Alla numero 4 troviamo Tutti che, per chi vi scrive, è la canzone meglio riuscita del disco. Riprende l’intimismo piano e voce di Hubner (di cui vi avevamo parlato in un articolo dedicato), ma con maggiore disperazione e meno intento biografico. Nel testo Calcutta non lesina qualche sottile riferimento/frecciatina a Jovanotti (“ho messo le scarpe nuove/per i giorni di fango” e poi ancora “non giocare col mio cuore/che devasto una spiaggia/ci organizzo un bel festival/e poi mi lavo la faccia”). Il climax finale è da cantare a squarciagola, mentre un synth in dissolvenza ci indirizza verso l’acido Intermezzo3, in rigorosa stereofonia. Uno strumentale che sembra voler chiudere virtualmente il lato A di Relax.
SSD ricorda inevitabilmente i Pink Floyd di The Wall, quelli in cui Waters urla disperato in The Thin Ice.

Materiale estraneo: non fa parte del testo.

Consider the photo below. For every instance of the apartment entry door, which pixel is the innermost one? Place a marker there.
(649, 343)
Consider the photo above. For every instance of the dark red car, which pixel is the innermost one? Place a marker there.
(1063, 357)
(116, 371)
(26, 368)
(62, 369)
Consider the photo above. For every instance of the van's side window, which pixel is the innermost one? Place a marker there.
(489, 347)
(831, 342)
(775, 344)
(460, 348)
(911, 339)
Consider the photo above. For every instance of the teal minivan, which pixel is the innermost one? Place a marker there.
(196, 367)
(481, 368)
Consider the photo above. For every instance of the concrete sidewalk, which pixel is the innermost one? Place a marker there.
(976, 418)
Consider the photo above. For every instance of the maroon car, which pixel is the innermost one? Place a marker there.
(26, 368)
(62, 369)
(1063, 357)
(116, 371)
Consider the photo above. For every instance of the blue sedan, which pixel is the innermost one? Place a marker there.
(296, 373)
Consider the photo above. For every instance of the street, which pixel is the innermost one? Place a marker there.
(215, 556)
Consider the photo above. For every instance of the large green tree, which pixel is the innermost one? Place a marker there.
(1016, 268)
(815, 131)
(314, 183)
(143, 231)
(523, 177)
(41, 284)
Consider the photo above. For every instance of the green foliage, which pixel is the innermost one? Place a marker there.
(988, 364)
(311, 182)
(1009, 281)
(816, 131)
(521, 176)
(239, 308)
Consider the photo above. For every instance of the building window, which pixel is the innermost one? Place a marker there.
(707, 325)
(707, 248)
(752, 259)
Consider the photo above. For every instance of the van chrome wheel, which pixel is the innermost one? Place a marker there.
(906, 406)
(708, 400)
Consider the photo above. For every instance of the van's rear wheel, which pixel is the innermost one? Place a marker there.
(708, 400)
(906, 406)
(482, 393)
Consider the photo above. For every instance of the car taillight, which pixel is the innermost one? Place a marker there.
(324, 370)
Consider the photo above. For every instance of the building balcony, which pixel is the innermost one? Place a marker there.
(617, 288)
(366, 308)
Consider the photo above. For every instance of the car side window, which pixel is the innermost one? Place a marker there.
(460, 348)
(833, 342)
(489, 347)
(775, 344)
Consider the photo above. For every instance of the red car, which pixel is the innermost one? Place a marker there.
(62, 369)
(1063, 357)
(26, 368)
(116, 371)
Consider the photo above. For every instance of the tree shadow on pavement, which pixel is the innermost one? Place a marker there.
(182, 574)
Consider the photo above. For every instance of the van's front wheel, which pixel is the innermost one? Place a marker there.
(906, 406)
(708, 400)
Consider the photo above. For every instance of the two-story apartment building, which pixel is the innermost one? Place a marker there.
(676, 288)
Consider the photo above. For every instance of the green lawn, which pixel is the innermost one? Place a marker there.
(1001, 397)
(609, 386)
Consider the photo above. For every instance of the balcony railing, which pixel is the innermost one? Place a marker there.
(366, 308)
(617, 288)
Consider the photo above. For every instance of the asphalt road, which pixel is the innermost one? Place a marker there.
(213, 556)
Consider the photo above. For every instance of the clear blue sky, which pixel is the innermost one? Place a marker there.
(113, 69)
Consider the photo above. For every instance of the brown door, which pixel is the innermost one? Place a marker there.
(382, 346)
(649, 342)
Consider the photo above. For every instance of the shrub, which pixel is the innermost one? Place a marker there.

E in effetti ci sono i riferimenti sia alla madre che all’LSD, e pure qualche immancabile critica all’ambiente musicale Milanocentrico (ne troveremo tante in questo disco). “Tutti a fare musica a Milano”, canta Calcutta, che ripudia la contemporaneità di determinate esigenze markettare ecologiste: “piantare un albero al supermercato, non riesco a credergli”. Il tutto per la paura che si spengano i riflettori dell’attenzione: “perchè non volete stare al buio” e “sembra di non esserci”. Calcutta a suo modo ripudia questo mondo: “andiamo via, non è casa mia”. Credibile, se detto da uno che non pubblicava un disco da 5 anni.
Il tema della città nordica dalla vita frenetica e alienante ritorna anche in Loneliness. E ritornano anche i falsetti, le armonie per ottave e quel martellante basso funky. Ma ciò che spicca è il controtempo tra melodia e ritmica nel ritornello, che si apre ad un cantato che, nella nostra testa, è già un coro ai concerti. “Ma che ne so di te? E delle fabbriche grigie del nord”.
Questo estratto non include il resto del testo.